Emotional Fitness: Daily exercise


Humans in societies exercise emotions in their everyday lives.


We exercise emotions by responding emotionally to events around us.  If we are emotionally healthy we tend to use more coherent emotions.  If we are not, then we might find our emotional turmoil inhibits our daily activities and prevents us from doing things we might otherwise want to do.  We are all sensitive to the emotions we have and those of the people around us.  We get emotional cues from other people by looking at their face, or hearing the sound of their voice.  Much or our lives is consumed by this relentless balancing act of emotional juggling.

Benefits of this definition

We maintain our emotional fitness by exercising our emotions through daily direct experience.

The main event

Our individual emotional repertoire is created and maintained via our own experiences. We model our emotional behaviour from the adults closest to us, including our parents, then our school peers and later friends and acquaintances, religion and culture.

Our day to day life includes a constant balancing act between different emotions that spring up in response to events around us.

Humans are social animals.  We tend to crave social interaction.  In so doing we throw ourselves into the vast ocean of emotional energy that is washing all around us.  Often we benefit greatly from small social encounters where nothing apparently meaningful has been transacted.  We greet strangers in the street, wave to neighbours.  Sometimes we just want to talk to someone, or see a familiar face, or gossip.  These all serve emotional needs.  They may well serve other informational needs as well, but there will always be an emotional basis to that too.  Like a duck who loves to swim in water, we love to throw ourselves into the ocean of human emotion that is social interaction.

We consider ourselves to be sentient beings: Beings that have feelings.  To have feelings is to be human.  One of the biggest separations between robots and humans is alleged to be the robots' inability to experience feelings.  We like our humans to be sentient.  We shrink from people who are cold and unfeeling, or robotic.  As mentioned in a previous presentation, screen actors are usually chosen because of their ability to show emotion and create a rapport with the audience.  We like stories with human dimensions and strong expressions of love, anger, happiness and sadness.  A story without any of those is like reading the telephone directory.

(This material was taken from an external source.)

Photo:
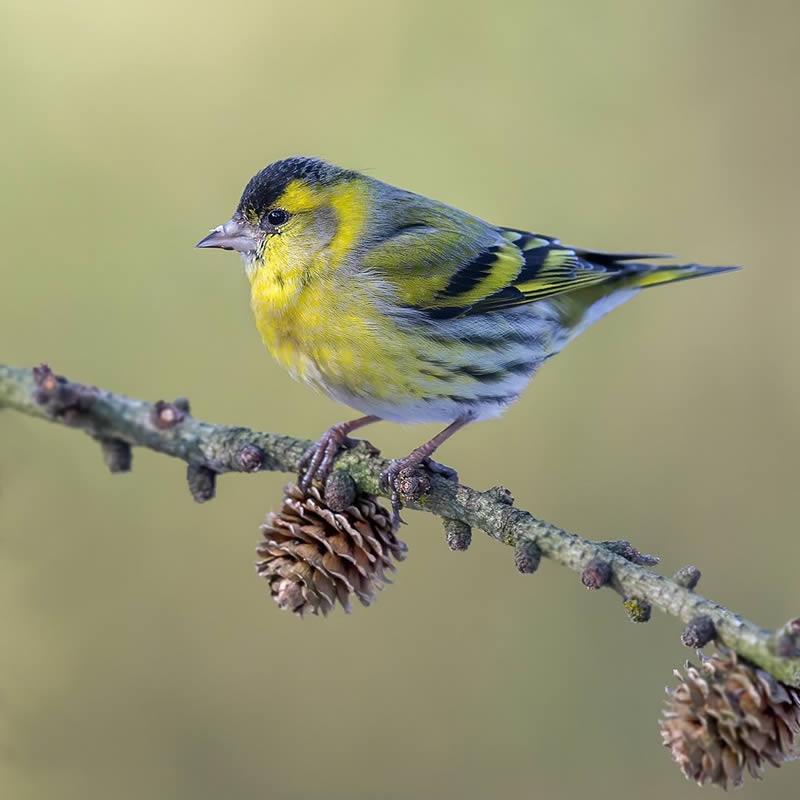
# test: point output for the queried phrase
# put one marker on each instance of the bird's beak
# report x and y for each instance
(235, 234)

In order to be human and to have and express feelings, we need to exercise them on a daily basis, and usually we do, because doing so confirms our sense of self.  If we feel something and fail to act on it, we might feel bad about ourselves, because we didn't act.  If we don't express our feelings the way that we think we should, then there is a possibility we might lose the ability to do so and lose some of our sense of self.  Fortunately our emotional disposition is reasonably robust and consistent, furnishing us with a repertoire of emotional expression that we have little means of stopping, because that is who we are.

As a baby grows into a child and then an adult they learn, with the help of their parents' tolerance, patience, guidance and anguish, to moderate and control their emotions.  An adult human is expected to have the ability to manage their emotions in a way that makes them quite different from children.

Subtle vs Obvious

Obvious expressions of emotion do not necessarily correlate with emotional fitness. An overly emotional person may actually have little control over their emotions and may experience a lot of incoherent emotion.  

People who are able to pick up emotional cues usually only need subtle signals in order to get a strong message.  We all know what it feels like to get a feeling about a person.  We are all the time, giving off subtle emotional cues, usually with our facial expressions, but also body language, and then of course tone of voice.

Personal example

When I was young and emotionally unfit I could tell that people sensed it and being that way limited my social orbit.

Challenge to audience

Staying whole and sane depends on us regulating our emotional experiences to ensure our emotional health.  This is similar to our need to regulate our nutritional diet so as to remain healthy physically.